I basically took a year off from the game to be a father to my new born son, lost all of the bad habits I forced on myself and am finding my own natural swing again. I am definitely working on things, but I am tweaking my natural movements into better places instead of forcing myself to do “what’s right.”

More importantly, I am focusing more on playing the game and having fun…and I am shooting lower than I ever have in my life, even on courses I used to find unplayable. My only issue now is I am a zero on the “tournament ready” scale.

If you are living in frustration central, I have a good piece of advice for you. Put the clubs away and wait till you want to go so badly it hurts. Then wait a bit longer. When you get back, don’t worry so much how your swing looks. Work on getting a setup that suits your body and free your mind…have some frickin fun and learn to play golf again. When you have accomplished this, then maybe a few minor swing tweaks are in order…or even a plan with a good instructor to put you on one track, instead of the 37 conflicting swing thoughts you have now.

If you enjoy the technical side of them game…fine, we all enjoy the discourse, or we wouldn’t be here.

However, if you are frustrated and worrying about whether you should be a one-plane or two plane, should you go to S&T or start with a Golf Machinist, asking questions about the laser plane finder at Edwin Watts, asking questions about spending $2000 to go to TPI or $2500 to get fitted for a new set of clubs because your last fitting was 18 months ago and that might not fit your new swing…it’s time to take a break and clear your mind.

Buying new clubs should be fun, not a way to solve a swing problem.
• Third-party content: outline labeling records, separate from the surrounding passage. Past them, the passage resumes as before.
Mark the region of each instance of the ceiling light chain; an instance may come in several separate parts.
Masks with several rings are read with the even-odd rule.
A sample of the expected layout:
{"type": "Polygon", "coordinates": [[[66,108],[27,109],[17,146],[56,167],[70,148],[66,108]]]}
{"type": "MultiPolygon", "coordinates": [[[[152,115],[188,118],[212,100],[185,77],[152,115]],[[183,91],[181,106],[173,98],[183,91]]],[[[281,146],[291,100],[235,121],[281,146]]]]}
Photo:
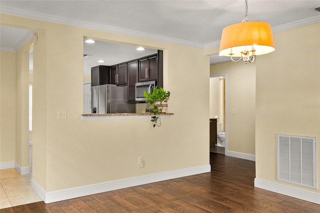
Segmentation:
{"type": "Polygon", "coordinates": [[[248,21],[248,0],[246,0],[246,6],[244,8],[246,11],[246,16],[244,18],[244,20],[241,22],[246,22],[248,21]]]}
PS-I am not judging people doing all of the above things. I am trying to send a message to people who are at their wits end and looking to those things trying to pull themselves out of the abyss.




  1. Wally

    Run five miles at daybreak, it will clear your mind

  2. rojoass

    Swingcrack is a terrible thing. If more golfers tried to swing like annika sorenstam or steve stricker they would keep things really simple & have more fun……..

  3. woody

    “…free your mind…”

    I can suggest two ways:

    1) Don’t interpret the task as doing something with the club. Instead, think of it as doing something with your body. The club is pretty much irrelevant–the club is the last thing to happen in a golf swing, not the first. As long as you are thinking about directing the club, your swing will be some variation of this: (1:00) girl

    2) It’s not how your body looks, it’s what it does. Don’t try to look like Davis Love III if you’re Craig Stadler. I’ve come to the conclusion that Ben Hogan and Moe Norman (two of the best ball-strikers ever) were doing the same thing. That’s what Moe said, and their video explanations are the same. However, differences in body type, stance, setup, and grip made the two swings appear different. But, fundamentally they were the same.

  4. Bob Saunders

    Actually thanks mostly to your site Monte, I am enthusiastic about the game.
    Playing as well and more consistently than ever!